Pink Case Knives
WARWICK, R.I. - The Transportation Security Administration on Thursday showed off some of the prohibited items that passengers tried to get through the security checkpoint at T.F. Green Airport last year:
A knife hidden inside a pen.
A knife hidden inside a dragon necklace pendant.
Knives hidden in lipstick cases.
A knife hidden inside a replica gun, a double no-no.
Knives not hidden in anything.
Including a large chef's knife.
A pink flashlight with an attached stun gun.
Replica hand grenades.
Large tools.
"These items are prohibited, but not illegal, " said Michael McCarthy, a spokesman for the TSA.
That means the items he displayed Thursday at the airport were voluntarily surrendered by their owners, who had the option of returning them to their cars, giving them to an acquaintance who wasn't flying or, in many cases, returning to the ticket counter and packing them in their checked luggage.
In all, the TSA collected 3, 600 pounds of surrendered items at Green last year, McCarthy said.
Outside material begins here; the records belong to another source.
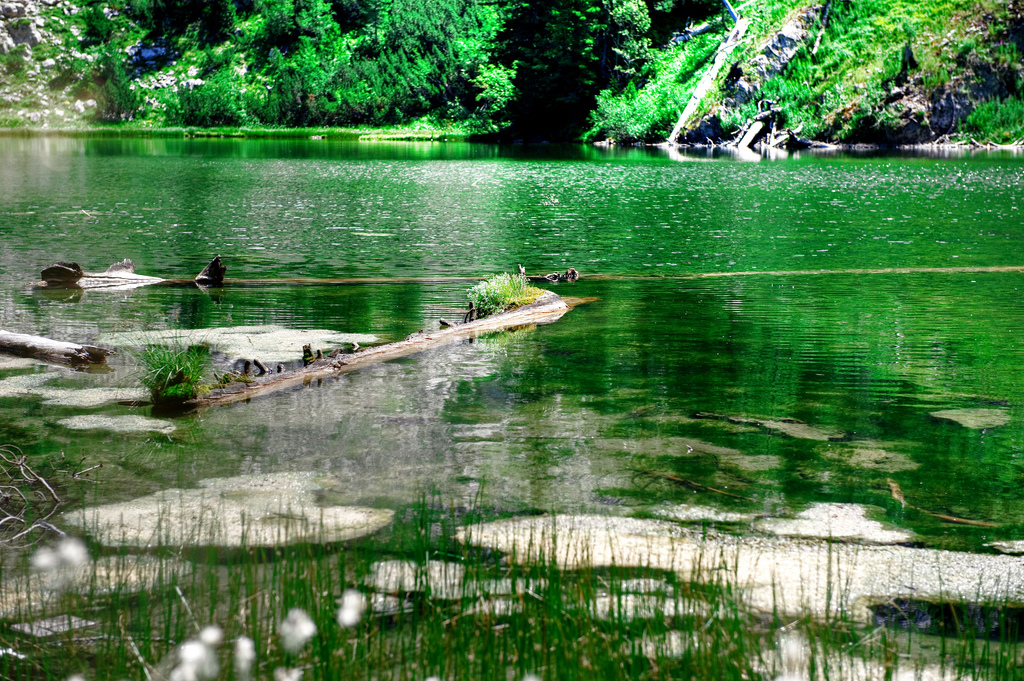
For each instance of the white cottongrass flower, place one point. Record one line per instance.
(296, 630)
(212, 636)
(57, 565)
(285, 674)
(245, 655)
(197, 662)
(198, 657)
(352, 603)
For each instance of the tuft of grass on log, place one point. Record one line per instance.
(546, 308)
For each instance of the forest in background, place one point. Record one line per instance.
(863, 71)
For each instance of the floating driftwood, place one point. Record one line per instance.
(121, 275)
(50, 350)
(547, 308)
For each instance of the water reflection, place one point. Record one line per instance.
(711, 354)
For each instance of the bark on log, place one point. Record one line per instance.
(50, 350)
(549, 307)
(752, 133)
(729, 44)
(213, 273)
(121, 275)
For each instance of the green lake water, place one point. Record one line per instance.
(667, 370)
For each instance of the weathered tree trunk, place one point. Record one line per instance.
(549, 307)
(47, 349)
(121, 275)
(213, 273)
(729, 44)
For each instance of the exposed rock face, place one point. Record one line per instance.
(19, 25)
(783, 45)
(773, 58)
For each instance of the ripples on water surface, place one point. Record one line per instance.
(651, 376)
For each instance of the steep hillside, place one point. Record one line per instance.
(847, 71)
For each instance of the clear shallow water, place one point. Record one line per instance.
(569, 416)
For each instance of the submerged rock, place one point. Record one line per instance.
(694, 513)
(838, 521)
(243, 511)
(130, 423)
(791, 427)
(869, 455)
(975, 418)
(1015, 547)
(786, 576)
(123, 575)
(627, 606)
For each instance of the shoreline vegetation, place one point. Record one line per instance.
(422, 596)
(887, 74)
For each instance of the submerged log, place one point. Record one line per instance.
(46, 349)
(64, 272)
(547, 308)
(570, 275)
(121, 275)
(213, 273)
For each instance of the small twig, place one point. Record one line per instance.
(134, 648)
(898, 496)
(184, 602)
(691, 483)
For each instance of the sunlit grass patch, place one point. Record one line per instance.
(503, 292)
(174, 374)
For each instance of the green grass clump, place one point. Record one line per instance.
(503, 292)
(174, 374)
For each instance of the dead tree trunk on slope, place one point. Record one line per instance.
(724, 50)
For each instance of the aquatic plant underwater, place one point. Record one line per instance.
(415, 602)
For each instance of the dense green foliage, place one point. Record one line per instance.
(531, 71)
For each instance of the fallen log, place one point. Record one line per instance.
(121, 275)
(46, 349)
(729, 44)
(547, 308)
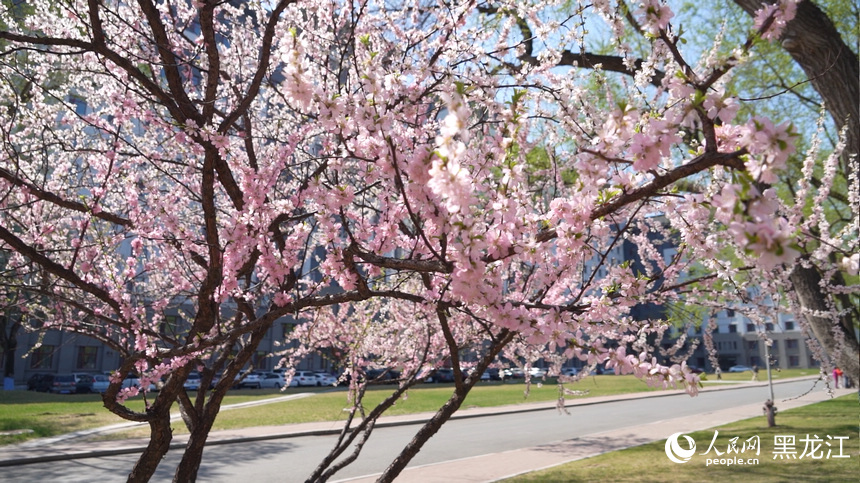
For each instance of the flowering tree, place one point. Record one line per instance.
(419, 163)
McCarthy didn't display an example of the most-often-surrendered item: water bottles.
Collected items are turned over to a state-run surplus center in Concord, New Hampshire, which processes them and, eventually, auctions them off.
McCarthy directed flyers to the tsa.gov website, which has a "What Can I Bring?" link in the top-right of its homepage that delineates what items can be carried on to the plane, what can be transported on checked baggage and what is prohibited in all circumstances.